# Grabbing Video Output To OBS



## Abszol (Jun 17, 2016)

Hello, 

So I primarily work with Java so bare with me on this, I do know quite a bit of C/C++ but not enough for development for OBS.

What I am looking for is the ability/function that creates the image preview you see on your OBS stream window, basically I would like to know what's creating the frame by frame imagery for the Window.

The reason, I will be using Java to bring this function into my Java program and capture each frame to create a separate video for individual clips, kind of like the replay buffer in a way. 

Originally I was going to grab the FileOutputStream to the recording folder to that file but that could be falling through due to limitations with Windows not allowing multiple programs open the same file for reading while being written to. 

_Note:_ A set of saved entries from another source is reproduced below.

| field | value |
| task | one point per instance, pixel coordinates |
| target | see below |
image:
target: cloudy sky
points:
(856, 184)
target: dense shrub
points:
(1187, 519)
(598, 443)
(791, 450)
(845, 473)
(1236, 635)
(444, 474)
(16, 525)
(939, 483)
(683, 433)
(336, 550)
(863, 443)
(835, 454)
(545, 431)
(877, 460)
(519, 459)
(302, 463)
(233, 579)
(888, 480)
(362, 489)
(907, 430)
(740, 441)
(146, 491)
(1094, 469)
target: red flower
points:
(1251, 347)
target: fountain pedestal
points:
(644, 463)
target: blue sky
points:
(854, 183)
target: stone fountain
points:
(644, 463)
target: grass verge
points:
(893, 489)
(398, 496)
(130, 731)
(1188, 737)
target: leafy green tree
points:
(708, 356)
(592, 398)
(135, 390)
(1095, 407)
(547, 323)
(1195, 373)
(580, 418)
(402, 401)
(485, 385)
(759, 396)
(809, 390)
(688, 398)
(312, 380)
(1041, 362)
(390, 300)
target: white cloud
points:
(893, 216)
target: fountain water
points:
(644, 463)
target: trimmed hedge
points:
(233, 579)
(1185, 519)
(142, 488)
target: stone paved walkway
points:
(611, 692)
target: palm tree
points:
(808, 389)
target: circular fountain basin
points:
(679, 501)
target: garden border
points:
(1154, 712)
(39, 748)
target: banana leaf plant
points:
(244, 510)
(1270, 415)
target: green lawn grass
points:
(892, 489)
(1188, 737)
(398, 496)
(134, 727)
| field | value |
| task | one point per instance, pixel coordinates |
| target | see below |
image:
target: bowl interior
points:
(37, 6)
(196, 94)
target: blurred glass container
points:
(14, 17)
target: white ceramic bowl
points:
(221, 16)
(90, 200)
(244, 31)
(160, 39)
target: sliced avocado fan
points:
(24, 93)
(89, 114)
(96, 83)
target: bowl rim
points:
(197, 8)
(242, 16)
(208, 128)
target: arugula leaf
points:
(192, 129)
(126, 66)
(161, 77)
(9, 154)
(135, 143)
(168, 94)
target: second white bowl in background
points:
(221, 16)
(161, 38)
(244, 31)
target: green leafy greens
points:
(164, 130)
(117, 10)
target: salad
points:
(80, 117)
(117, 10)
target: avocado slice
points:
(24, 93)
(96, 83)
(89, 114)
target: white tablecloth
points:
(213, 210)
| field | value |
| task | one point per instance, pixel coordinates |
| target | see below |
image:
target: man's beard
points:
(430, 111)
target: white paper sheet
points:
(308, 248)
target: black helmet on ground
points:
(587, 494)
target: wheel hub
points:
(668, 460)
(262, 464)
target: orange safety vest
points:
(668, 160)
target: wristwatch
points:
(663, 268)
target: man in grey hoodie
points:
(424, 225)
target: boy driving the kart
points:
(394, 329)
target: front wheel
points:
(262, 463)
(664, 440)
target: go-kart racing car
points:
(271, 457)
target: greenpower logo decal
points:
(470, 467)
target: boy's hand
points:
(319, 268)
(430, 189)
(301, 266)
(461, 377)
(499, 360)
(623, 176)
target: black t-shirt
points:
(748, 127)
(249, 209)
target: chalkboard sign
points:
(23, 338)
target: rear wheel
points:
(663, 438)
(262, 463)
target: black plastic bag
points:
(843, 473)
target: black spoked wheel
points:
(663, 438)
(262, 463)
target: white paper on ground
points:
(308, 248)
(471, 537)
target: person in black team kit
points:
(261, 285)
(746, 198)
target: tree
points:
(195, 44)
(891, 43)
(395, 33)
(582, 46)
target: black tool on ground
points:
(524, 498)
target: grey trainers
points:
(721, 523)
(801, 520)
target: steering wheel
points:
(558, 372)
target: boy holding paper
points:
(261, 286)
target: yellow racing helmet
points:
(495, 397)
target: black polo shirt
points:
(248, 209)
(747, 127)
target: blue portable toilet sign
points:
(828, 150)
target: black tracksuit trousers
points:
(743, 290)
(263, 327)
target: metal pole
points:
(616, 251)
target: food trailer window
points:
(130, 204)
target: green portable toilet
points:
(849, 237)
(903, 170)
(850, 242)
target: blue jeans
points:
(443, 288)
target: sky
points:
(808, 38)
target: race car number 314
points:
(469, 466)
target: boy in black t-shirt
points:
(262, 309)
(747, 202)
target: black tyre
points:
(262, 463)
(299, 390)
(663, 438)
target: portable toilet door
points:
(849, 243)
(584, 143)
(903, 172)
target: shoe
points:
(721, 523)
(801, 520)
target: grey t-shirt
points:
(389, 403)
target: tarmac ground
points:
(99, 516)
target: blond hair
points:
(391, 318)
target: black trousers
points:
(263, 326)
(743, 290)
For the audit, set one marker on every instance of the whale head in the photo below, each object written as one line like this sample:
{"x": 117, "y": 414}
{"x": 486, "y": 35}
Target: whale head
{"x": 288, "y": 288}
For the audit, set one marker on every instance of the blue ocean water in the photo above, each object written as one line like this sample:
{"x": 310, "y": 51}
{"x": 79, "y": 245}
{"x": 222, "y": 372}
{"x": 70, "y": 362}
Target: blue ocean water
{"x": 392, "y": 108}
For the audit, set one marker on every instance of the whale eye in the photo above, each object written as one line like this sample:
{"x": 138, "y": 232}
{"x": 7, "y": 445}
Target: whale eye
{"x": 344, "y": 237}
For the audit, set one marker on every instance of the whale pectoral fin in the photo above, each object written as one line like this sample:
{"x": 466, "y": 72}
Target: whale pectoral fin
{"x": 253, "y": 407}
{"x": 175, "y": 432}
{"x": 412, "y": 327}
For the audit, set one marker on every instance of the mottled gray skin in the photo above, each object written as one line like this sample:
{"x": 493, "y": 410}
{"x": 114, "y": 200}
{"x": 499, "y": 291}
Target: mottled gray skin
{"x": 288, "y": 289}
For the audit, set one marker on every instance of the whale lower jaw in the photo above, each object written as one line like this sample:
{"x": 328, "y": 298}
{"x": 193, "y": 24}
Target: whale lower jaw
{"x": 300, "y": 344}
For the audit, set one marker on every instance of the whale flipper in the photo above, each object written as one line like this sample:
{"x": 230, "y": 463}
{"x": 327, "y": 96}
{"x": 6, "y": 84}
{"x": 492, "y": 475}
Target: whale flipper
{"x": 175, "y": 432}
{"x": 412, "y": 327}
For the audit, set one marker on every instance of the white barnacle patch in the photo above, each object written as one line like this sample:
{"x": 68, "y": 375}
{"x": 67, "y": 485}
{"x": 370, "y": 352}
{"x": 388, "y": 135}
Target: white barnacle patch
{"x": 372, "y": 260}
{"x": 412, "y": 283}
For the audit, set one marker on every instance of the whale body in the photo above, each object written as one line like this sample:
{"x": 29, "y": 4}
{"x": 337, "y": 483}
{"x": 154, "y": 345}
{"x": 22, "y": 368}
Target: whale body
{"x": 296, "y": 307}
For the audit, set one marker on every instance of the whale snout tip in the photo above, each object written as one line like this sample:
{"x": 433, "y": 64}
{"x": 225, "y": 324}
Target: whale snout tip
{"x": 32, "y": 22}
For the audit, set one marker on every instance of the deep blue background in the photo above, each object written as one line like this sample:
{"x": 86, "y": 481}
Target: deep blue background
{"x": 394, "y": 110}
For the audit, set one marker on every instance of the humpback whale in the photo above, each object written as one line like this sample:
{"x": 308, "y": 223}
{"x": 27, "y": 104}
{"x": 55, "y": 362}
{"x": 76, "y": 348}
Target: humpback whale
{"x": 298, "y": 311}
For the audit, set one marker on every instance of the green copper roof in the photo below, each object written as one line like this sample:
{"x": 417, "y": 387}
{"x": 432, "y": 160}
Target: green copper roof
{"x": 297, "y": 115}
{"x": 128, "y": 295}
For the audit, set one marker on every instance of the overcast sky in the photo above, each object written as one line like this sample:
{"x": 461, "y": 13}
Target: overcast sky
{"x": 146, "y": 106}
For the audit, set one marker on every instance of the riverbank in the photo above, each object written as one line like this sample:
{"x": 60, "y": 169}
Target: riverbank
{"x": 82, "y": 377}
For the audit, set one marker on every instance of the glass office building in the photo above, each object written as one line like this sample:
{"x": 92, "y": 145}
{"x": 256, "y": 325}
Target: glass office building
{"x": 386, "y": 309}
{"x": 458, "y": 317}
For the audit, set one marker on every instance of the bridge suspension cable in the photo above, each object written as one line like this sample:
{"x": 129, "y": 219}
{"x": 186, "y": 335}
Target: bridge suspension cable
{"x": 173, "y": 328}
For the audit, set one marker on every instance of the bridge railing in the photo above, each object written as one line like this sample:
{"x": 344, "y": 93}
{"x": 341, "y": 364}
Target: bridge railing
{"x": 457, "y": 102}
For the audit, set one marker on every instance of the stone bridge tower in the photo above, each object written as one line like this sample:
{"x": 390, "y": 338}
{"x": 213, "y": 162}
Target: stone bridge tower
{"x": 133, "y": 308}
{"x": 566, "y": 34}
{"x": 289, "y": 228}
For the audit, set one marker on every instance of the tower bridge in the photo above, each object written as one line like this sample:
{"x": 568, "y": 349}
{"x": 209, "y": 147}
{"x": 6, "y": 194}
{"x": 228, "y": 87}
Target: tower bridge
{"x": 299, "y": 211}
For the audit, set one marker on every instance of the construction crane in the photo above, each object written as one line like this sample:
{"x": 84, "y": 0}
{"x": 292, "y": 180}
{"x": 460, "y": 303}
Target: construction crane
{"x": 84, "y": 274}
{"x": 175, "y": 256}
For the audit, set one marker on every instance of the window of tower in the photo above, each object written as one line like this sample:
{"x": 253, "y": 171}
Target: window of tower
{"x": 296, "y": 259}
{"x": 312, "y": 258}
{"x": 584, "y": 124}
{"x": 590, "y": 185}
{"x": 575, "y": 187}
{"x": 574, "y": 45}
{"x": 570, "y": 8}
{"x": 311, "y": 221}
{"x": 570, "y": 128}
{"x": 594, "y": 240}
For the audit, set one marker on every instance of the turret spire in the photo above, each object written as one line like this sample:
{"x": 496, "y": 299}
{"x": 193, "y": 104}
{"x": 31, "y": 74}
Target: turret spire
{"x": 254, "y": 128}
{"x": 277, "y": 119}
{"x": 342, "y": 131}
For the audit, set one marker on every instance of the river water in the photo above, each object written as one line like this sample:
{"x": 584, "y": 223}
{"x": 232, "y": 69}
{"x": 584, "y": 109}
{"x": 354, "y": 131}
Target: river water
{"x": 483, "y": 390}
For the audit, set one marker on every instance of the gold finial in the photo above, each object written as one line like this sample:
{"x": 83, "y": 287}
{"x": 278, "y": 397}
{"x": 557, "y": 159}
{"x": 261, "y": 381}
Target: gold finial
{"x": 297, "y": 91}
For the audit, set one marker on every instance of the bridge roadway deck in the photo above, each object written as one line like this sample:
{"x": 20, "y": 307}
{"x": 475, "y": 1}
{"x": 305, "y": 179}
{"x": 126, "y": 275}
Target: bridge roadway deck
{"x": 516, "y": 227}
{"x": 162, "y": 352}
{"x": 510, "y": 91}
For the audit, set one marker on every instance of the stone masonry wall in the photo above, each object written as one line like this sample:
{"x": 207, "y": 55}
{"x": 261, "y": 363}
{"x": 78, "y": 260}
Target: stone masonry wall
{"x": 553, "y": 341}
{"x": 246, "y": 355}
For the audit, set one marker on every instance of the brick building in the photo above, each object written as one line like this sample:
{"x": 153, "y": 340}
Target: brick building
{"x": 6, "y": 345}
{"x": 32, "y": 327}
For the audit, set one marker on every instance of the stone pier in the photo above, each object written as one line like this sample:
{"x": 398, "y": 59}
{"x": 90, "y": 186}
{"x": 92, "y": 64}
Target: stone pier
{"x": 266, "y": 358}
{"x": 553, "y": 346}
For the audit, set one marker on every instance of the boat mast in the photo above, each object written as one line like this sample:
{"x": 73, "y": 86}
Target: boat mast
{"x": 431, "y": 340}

Anyways thank you if you can help/point me into the direction of that function/file.


----------



## Jim (Jun 18, 2016)

I gave you the function/file to allow shared file opening in the other thread.  I'm curious as to why you created a new thread


----------



## Abszol (Jun 19, 2016)

Jim said:


> I gave you the function/file to allow shared file opening in the other thread.  I'm curious as to why you created a new thread


This was before the other thread =] When I came up with another idea


----------



## Wesley Osborn (Jun 20, 2016)

Well I had recently managed to obtain the queried device's frame internally with obs_get_source_frame...However, this was a total shit show. Highly recommend what Jim had advised earlier. Create a filter (check async_Frame_delay or something like that for reference). You can copy the frame within your filter and pass the bitmap along. You'll need to access the data subset of the obs_source_frame returned as it will be your pointer containing your desired info.


----------